Assim como em todas as práticas relacionadas à agronomia, os efeitos do biochar podem variar dependendo do tipo de solo, tipo de cultura, técnicas agrícolas, clima, entre outros fatores.
No entanto, estudos científicos concluem unanimemente que o biochar tem efeitos positivos significativos quando aplicado adequadamente em solos tropicais. Comparado às práticas agrícolas de base, o biochar aumenta os rendimentos em uma ordem de grandeza de dois dígitos quando aplicado na faixa de 1 kg/m2.
Esses benefícios são explicados principalmente pelas três características físico-químicas a seguir do biochar:
- Sua alta porosidade permite melhorar muito a capacidade de retenção de água do solo, tornando as culturas muito menos sujeitas ao estresse hídrico.
- Sua superfície carregada negativamente permite reter nutrientes no nível das raízes das plantas, permitindo que a planta cresça mais e reduzindo a lixiviação de nutrientes.
- Seu alto pH permite reequilibrar a acidez do solo — um problema-chave com praticamente todos os solos tropicais.

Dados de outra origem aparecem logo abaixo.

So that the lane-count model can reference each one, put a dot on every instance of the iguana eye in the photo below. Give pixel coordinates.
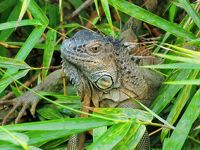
(95, 49)
(104, 82)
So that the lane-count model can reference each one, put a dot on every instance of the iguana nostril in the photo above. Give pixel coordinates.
(104, 82)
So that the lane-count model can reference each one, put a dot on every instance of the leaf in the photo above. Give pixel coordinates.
(125, 113)
(61, 124)
(25, 4)
(179, 135)
(4, 35)
(190, 10)
(174, 66)
(110, 138)
(98, 132)
(179, 58)
(13, 63)
(44, 131)
(15, 76)
(25, 50)
(167, 92)
(5, 4)
(132, 138)
(13, 24)
(48, 51)
(179, 104)
(106, 9)
(6, 137)
(184, 82)
(146, 16)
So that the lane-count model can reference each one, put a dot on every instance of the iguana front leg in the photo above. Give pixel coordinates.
(29, 100)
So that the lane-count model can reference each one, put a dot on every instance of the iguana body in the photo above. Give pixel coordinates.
(103, 68)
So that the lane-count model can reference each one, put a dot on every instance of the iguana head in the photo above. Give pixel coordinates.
(92, 55)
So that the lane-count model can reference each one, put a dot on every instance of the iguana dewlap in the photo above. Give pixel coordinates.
(105, 66)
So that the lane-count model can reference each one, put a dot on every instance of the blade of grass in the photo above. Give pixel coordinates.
(132, 138)
(174, 66)
(184, 82)
(25, 4)
(16, 76)
(12, 24)
(13, 63)
(190, 10)
(61, 124)
(4, 35)
(146, 16)
(180, 102)
(6, 4)
(48, 51)
(183, 127)
(110, 138)
(167, 92)
(15, 138)
(179, 58)
(106, 9)
(25, 50)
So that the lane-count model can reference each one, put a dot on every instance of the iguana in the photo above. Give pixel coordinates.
(102, 67)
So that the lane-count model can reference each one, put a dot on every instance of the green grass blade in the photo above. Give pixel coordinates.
(190, 10)
(25, 4)
(37, 12)
(13, 63)
(146, 16)
(167, 92)
(4, 35)
(6, 4)
(48, 51)
(184, 82)
(125, 113)
(14, 24)
(18, 75)
(179, 58)
(61, 124)
(110, 138)
(174, 66)
(183, 127)
(106, 9)
(132, 138)
(98, 132)
(25, 50)
(179, 104)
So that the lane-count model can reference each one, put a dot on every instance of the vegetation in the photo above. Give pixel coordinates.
(31, 32)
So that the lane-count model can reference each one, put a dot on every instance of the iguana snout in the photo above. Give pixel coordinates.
(92, 54)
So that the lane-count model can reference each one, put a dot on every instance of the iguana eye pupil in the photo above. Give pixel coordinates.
(104, 82)
(95, 49)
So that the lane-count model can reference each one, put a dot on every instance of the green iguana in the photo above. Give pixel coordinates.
(104, 68)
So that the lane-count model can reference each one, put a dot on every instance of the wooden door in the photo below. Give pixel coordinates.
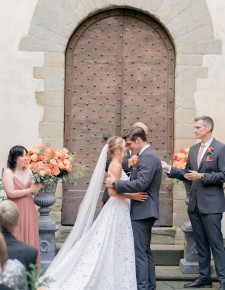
(119, 70)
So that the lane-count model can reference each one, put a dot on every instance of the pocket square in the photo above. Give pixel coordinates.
(209, 158)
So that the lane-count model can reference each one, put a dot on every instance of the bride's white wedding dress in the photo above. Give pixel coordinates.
(103, 258)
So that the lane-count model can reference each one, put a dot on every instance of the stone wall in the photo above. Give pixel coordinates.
(33, 75)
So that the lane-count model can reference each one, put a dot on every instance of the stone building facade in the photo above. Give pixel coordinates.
(33, 51)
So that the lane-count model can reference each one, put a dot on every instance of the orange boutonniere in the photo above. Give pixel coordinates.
(134, 160)
(210, 150)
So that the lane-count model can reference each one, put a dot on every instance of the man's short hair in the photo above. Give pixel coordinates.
(137, 132)
(206, 120)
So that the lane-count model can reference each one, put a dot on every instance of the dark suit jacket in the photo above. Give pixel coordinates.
(126, 169)
(208, 194)
(23, 252)
(146, 176)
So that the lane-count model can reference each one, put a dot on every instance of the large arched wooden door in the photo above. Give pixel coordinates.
(119, 70)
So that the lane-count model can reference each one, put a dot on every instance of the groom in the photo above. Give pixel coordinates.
(146, 177)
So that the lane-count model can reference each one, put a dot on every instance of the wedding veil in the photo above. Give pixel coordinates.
(86, 210)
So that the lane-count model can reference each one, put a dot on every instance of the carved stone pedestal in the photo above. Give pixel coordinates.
(47, 227)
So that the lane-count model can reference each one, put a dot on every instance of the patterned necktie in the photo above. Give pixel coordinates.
(200, 154)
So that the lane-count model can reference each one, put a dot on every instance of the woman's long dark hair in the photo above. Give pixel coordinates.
(14, 153)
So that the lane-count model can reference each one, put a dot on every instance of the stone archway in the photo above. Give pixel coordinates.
(188, 23)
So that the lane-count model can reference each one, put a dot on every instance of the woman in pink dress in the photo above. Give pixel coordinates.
(19, 187)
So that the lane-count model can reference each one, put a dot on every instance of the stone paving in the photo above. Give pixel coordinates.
(167, 285)
(170, 277)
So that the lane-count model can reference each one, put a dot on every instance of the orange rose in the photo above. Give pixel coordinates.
(42, 173)
(34, 157)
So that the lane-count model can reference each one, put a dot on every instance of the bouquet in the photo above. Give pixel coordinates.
(49, 164)
(180, 159)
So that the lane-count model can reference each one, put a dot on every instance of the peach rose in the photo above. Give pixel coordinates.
(42, 173)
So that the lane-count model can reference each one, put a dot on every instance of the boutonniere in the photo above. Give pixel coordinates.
(133, 161)
(210, 150)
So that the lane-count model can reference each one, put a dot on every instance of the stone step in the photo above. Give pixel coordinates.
(173, 273)
(167, 255)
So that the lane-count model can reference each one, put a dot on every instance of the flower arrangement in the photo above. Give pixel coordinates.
(210, 150)
(180, 159)
(48, 164)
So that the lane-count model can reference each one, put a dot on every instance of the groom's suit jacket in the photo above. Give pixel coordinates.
(208, 194)
(126, 169)
(146, 176)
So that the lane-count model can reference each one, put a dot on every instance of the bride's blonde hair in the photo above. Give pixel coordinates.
(114, 143)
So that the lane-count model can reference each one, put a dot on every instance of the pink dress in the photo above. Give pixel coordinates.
(27, 230)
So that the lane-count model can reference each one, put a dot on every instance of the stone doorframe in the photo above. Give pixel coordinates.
(187, 22)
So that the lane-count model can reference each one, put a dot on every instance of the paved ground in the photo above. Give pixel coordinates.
(167, 285)
(172, 278)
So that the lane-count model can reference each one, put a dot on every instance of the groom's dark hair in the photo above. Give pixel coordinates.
(137, 132)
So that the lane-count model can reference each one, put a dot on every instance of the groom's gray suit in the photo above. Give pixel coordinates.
(145, 177)
(206, 205)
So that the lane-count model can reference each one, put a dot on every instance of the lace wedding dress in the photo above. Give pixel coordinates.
(103, 258)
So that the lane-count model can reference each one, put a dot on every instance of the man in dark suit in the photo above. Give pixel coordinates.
(126, 169)
(146, 177)
(127, 166)
(16, 249)
(206, 169)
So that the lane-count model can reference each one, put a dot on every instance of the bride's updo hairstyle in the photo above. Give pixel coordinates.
(114, 143)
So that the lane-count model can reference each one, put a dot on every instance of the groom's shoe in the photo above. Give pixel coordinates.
(199, 283)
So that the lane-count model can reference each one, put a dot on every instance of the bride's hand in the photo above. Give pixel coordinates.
(140, 196)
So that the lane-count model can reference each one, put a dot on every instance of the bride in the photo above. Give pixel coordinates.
(99, 255)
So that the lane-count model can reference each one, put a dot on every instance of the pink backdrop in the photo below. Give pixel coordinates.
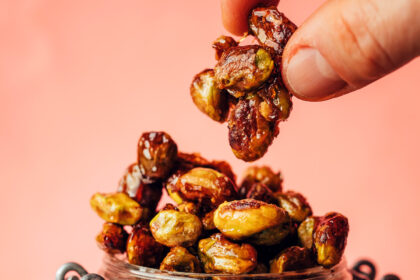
(81, 80)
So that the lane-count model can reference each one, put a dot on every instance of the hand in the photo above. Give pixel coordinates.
(345, 45)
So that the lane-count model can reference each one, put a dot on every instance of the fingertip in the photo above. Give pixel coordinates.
(235, 13)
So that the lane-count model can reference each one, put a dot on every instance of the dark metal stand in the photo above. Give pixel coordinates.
(77, 268)
(368, 269)
(362, 267)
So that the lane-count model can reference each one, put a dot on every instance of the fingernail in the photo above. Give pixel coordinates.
(311, 77)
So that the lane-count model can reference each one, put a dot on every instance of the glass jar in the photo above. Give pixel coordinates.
(115, 267)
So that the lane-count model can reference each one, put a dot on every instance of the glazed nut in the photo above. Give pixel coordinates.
(174, 228)
(277, 103)
(259, 191)
(250, 134)
(156, 155)
(208, 221)
(205, 186)
(112, 239)
(179, 259)
(243, 68)
(242, 219)
(219, 255)
(330, 239)
(222, 44)
(271, 28)
(306, 231)
(142, 248)
(208, 98)
(260, 174)
(292, 258)
(295, 204)
(189, 207)
(146, 194)
(116, 208)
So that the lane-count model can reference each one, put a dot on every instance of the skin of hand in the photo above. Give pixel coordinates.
(343, 46)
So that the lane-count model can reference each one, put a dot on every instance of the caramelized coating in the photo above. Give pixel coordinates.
(205, 186)
(174, 228)
(277, 103)
(112, 239)
(261, 268)
(147, 195)
(259, 191)
(223, 167)
(171, 186)
(241, 219)
(222, 44)
(274, 235)
(208, 221)
(271, 28)
(260, 174)
(116, 208)
(179, 259)
(306, 231)
(169, 206)
(292, 258)
(189, 161)
(157, 153)
(219, 255)
(243, 68)
(189, 207)
(208, 98)
(295, 204)
(330, 239)
(250, 134)
(142, 248)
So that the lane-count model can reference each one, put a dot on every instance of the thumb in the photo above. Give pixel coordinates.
(347, 44)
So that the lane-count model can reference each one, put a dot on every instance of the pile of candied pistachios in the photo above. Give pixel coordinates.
(216, 226)
(245, 88)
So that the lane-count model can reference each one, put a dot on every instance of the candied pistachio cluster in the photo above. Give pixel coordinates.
(245, 88)
(216, 226)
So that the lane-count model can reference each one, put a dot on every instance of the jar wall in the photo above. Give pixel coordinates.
(116, 268)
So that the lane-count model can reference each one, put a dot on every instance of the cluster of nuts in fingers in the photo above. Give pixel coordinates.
(214, 224)
(245, 87)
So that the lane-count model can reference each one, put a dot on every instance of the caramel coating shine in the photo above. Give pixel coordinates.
(222, 44)
(112, 239)
(208, 98)
(174, 228)
(250, 134)
(260, 174)
(156, 155)
(142, 248)
(146, 194)
(243, 68)
(295, 204)
(116, 208)
(292, 258)
(330, 239)
(219, 255)
(242, 219)
(306, 231)
(205, 186)
(271, 28)
(179, 259)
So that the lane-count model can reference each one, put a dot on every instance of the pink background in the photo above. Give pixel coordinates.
(81, 80)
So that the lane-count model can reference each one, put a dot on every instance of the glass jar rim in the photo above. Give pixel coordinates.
(118, 264)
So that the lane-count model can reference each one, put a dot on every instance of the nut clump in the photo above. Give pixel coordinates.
(251, 75)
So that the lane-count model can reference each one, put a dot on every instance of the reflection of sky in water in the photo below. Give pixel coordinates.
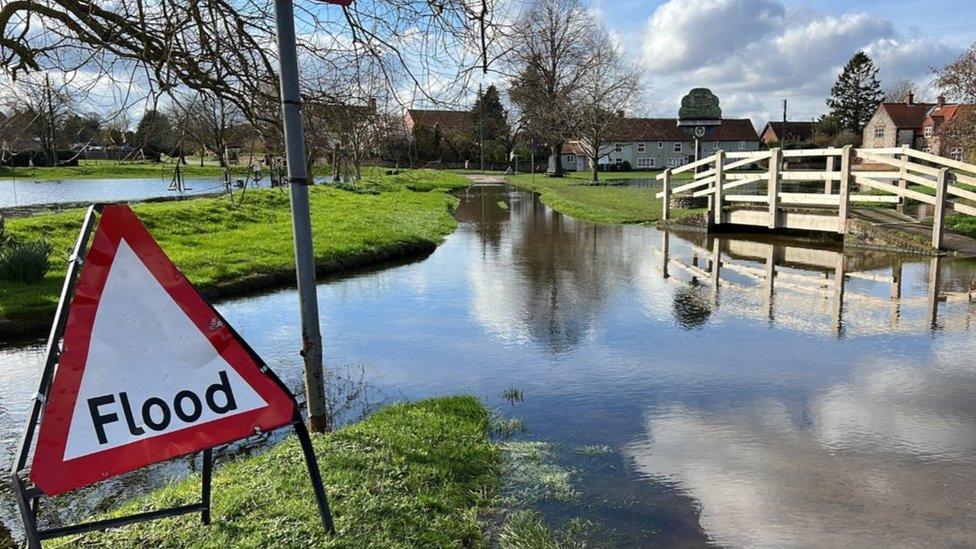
(734, 418)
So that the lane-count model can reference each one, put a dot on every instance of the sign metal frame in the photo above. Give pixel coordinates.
(28, 496)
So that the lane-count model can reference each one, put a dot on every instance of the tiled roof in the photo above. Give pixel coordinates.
(454, 120)
(907, 116)
(796, 130)
(666, 129)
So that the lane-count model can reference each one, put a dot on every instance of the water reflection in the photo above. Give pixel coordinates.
(801, 284)
(710, 367)
(885, 458)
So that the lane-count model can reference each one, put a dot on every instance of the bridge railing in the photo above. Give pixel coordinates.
(891, 176)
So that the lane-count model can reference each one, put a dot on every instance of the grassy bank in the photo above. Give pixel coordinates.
(226, 248)
(600, 204)
(412, 475)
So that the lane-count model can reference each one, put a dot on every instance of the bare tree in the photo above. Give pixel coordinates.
(900, 91)
(958, 79)
(603, 97)
(549, 57)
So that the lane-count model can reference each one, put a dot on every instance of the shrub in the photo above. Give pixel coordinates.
(25, 262)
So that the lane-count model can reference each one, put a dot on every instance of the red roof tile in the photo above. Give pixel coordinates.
(907, 116)
(450, 120)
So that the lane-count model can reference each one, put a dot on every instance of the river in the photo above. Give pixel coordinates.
(828, 405)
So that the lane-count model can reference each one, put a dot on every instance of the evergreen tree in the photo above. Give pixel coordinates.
(857, 93)
(155, 133)
(488, 109)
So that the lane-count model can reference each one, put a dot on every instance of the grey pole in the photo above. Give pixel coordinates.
(318, 411)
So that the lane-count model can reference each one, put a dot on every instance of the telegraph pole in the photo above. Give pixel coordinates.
(298, 182)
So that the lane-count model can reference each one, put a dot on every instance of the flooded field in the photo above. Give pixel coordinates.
(742, 390)
(24, 192)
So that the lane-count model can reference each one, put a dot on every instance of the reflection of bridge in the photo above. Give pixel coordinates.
(762, 198)
(773, 279)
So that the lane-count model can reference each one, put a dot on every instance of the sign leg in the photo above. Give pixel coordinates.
(26, 513)
(315, 475)
(205, 491)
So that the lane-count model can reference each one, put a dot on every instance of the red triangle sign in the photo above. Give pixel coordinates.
(148, 369)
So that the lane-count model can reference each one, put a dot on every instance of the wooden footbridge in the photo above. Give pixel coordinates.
(777, 189)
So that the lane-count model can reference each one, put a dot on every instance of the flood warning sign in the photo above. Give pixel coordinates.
(148, 369)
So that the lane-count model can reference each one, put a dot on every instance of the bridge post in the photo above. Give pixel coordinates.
(844, 206)
(938, 221)
(902, 181)
(666, 207)
(775, 165)
(718, 204)
(831, 168)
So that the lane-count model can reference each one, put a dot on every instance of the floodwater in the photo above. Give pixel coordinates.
(25, 192)
(830, 404)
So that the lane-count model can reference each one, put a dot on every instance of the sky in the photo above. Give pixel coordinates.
(755, 53)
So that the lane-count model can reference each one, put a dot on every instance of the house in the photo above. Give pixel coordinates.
(937, 137)
(447, 121)
(793, 132)
(658, 143)
(897, 124)
(921, 126)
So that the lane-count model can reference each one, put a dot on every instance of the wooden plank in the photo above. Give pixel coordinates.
(728, 167)
(809, 176)
(775, 165)
(963, 209)
(894, 189)
(798, 153)
(844, 204)
(727, 186)
(938, 221)
(755, 155)
(665, 194)
(911, 166)
(718, 204)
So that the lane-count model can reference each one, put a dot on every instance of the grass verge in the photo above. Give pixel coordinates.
(227, 249)
(599, 204)
(412, 475)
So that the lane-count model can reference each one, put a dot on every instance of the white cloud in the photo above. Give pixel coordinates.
(753, 53)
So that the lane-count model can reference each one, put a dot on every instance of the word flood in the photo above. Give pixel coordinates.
(156, 413)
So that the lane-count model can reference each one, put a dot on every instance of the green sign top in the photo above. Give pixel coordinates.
(700, 104)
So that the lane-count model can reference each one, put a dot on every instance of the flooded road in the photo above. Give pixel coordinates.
(24, 192)
(751, 391)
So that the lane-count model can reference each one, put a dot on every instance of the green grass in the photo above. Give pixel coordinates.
(599, 204)
(412, 475)
(224, 248)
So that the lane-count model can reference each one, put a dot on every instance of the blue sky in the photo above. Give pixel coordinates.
(755, 53)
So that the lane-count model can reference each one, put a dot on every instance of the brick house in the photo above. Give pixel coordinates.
(658, 143)
(447, 121)
(935, 137)
(896, 124)
(793, 132)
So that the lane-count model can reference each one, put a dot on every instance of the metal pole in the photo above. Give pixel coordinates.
(318, 412)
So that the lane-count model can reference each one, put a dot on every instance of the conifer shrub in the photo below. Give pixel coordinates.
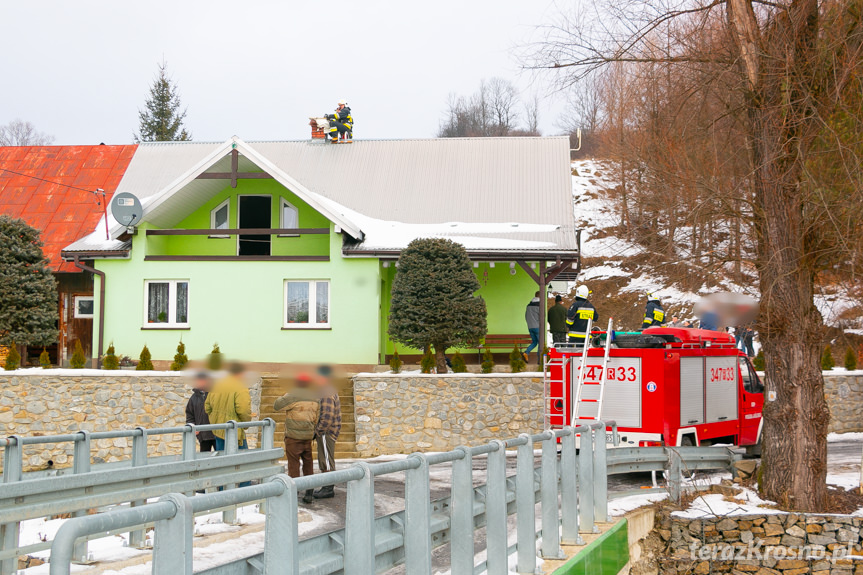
(827, 361)
(145, 360)
(180, 358)
(396, 362)
(458, 364)
(216, 358)
(111, 361)
(13, 360)
(428, 362)
(850, 359)
(78, 359)
(516, 360)
(487, 365)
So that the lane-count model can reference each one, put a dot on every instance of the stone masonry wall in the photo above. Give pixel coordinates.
(54, 402)
(416, 412)
(769, 544)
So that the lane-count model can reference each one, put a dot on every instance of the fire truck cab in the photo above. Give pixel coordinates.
(664, 386)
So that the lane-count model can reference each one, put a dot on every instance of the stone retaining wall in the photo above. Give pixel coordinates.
(416, 412)
(52, 402)
(769, 544)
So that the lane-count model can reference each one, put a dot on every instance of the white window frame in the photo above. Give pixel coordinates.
(172, 304)
(75, 301)
(313, 304)
(227, 204)
(282, 205)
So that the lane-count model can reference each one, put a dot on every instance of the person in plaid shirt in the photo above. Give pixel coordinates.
(328, 428)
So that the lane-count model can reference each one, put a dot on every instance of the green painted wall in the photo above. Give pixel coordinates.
(317, 245)
(505, 294)
(241, 305)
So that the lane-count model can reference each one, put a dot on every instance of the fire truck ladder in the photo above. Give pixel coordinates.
(580, 400)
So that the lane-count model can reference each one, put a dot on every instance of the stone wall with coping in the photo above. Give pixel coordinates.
(403, 413)
(53, 402)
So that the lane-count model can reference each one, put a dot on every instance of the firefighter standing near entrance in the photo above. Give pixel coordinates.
(654, 315)
(579, 312)
(341, 123)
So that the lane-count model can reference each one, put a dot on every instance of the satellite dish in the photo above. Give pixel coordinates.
(126, 209)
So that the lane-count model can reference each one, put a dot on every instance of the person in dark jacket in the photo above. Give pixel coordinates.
(654, 315)
(579, 313)
(341, 123)
(196, 414)
(557, 320)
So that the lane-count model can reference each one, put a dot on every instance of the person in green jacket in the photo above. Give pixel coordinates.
(229, 400)
(557, 321)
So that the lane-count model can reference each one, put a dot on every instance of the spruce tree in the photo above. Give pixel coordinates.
(13, 359)
(180, 358)
(111, 361)
(162, 118)
(433, 301)
(78, 359)
(144, 361)
(28, 292)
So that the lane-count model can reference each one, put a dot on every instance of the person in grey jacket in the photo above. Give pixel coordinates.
(532, 313)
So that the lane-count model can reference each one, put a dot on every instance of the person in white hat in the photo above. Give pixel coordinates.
(341, 123)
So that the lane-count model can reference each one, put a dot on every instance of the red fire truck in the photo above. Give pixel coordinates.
(663, 386)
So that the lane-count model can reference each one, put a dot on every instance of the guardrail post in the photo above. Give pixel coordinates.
(172, 548)
(281, 554)
(81, 464)
(495, 511)
(569, 479)
(418, 518)
(13, 464)
(674, 475)
(585, 478)
(360, 524)
(600, 477)
(461, 514)
(525, 503)
(548, 495)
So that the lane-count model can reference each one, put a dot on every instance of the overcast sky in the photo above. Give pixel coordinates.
(81, 70)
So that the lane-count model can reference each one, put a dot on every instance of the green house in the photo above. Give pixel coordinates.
(285, 252)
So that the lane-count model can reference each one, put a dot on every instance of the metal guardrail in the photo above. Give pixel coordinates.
(573, 488)
(34, 495)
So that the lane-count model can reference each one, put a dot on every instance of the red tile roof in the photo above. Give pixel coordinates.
(62, 214)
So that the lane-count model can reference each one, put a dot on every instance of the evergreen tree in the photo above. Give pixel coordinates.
(850, 359)
(78, 359)
(458, 364)
(28, 292)
(827, 361)
(162, 118)
(516, 360)
(111, 361)
(180, 358)
(13, 360)
(215, 359)
(396, 362)
(487, 365)
(145, 363)
(433, 301)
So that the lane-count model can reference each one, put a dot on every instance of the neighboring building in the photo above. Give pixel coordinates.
(50, 197)
(285, 251)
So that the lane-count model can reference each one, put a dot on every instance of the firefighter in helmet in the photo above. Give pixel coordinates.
(654, 315)
(578, 314)
(341, 123)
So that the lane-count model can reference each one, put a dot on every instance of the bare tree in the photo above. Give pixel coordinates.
(785, 66)
(21, 133)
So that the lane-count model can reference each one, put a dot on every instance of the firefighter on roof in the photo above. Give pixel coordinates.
(654, 315)
(579, 312)
(341, 123)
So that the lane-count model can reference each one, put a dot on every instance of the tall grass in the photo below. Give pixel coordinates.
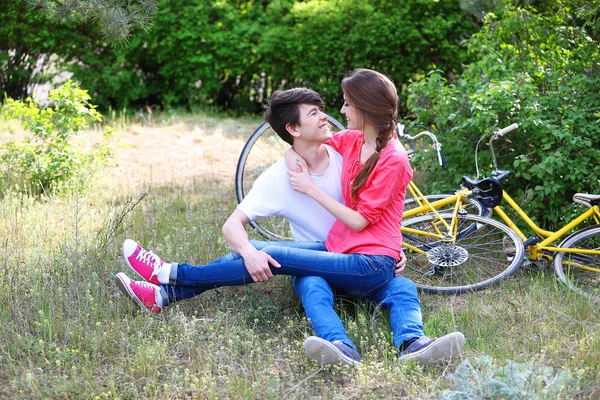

O biochar deve ser usado preferencialmente após um diagnóstico agronômico que avalie a qualidade do solo e as práticas agrícolas de base, a fim de determinar a dosagem e o método de aplicação ideais. No entanto, aqui estão algumas orientações gerais:
- O biochar deve ser enterrado no solo, não apenas espalhado por cima. Ele se comporta como uma esponja que retém água e nutrientes; portanto, deve ser aplicado no nível das raízes das plantas.
- A aplicação deve ser homogênea em toda a área tratada, o que significa que é necessário misturar o solo e o biochar, não apenas cobrir o biochar com o solo.
- O biochar funciona melhor quando combinado com fertilizantes, sejam eles naturais ou sintéticos.
- O biochar é mais eficaz em mudas e plantas jovens. Para árvores, o cenário ideal é aplicar biochar durante o viveiro e na fase de transplante.
- Ao contrário dos fertilizantes convencionais, o biochar deve ser aplicado apenas uma vez.
O biochar tem sido amplamente estudado por cientistas desde a década de 1990, tanto por seus benefícios agronômicos quanto por seu impacto climático. Mais de 15.000 publicações exploraram as propriedades, uso, impacto, análise do ciclo de vida e outros aspectos do biochar.
Alguns dos estudos mais recentes, abrangentes e bem conceituados incluem Joseph et al. (2021) sobre aspectos agronômicos e Lehmann et al. (2021) sobre aspectos climáticos.
O modelo da NetZero difere de outros produtores industriais de biochar em muitos aspectos:
- Geografia — Somos o primeiro produtor exclusivo de biochar a operar em escala industrial nos trópicos.
- Matéria-prima — Utilizamos apenas biomassa residual da agricultura como matéria-prima, enquanto praticamente todos os outros produtores usam resíduos florestais.
- Circularidade — Operamos um modelo extremamente local e circular, no qual nossos fornecedores de matéria-prima também são nossos clientes de biochar, todos dentro de um raio de 30 km de nossa unidade produtora.
- Integração — Operamos um modelo de ponta a ponta, desde a obtenção da biomassa até a distribuição do biochar, desde a produção até a realização de ensaios agronômicos, desde P&D até a certificação.
- Ambição — A razão de ser da NetZero é a escala. Não estamos interessados em fazer apenas alguns projetos, mas sim milhares deles.
O modelo da NetZero foi construído para os trópicos desde o início. Essa geografia dá acesso a enormes quantidades de resíduos agrícolas não utilizados, maximiza os benefícios agronômicos do biochar e maximiza os co-benefícios sociais. Portanto, é uma geografia ideal para ampliar o uso do biochar. Algumas áreas tangentes, como o Sahel e algumas partes do sul do Mediterrâneo, também poderiam funcionar, mas seria uma abordagem caso a caso, e tais locais não representariam um potencial significativo.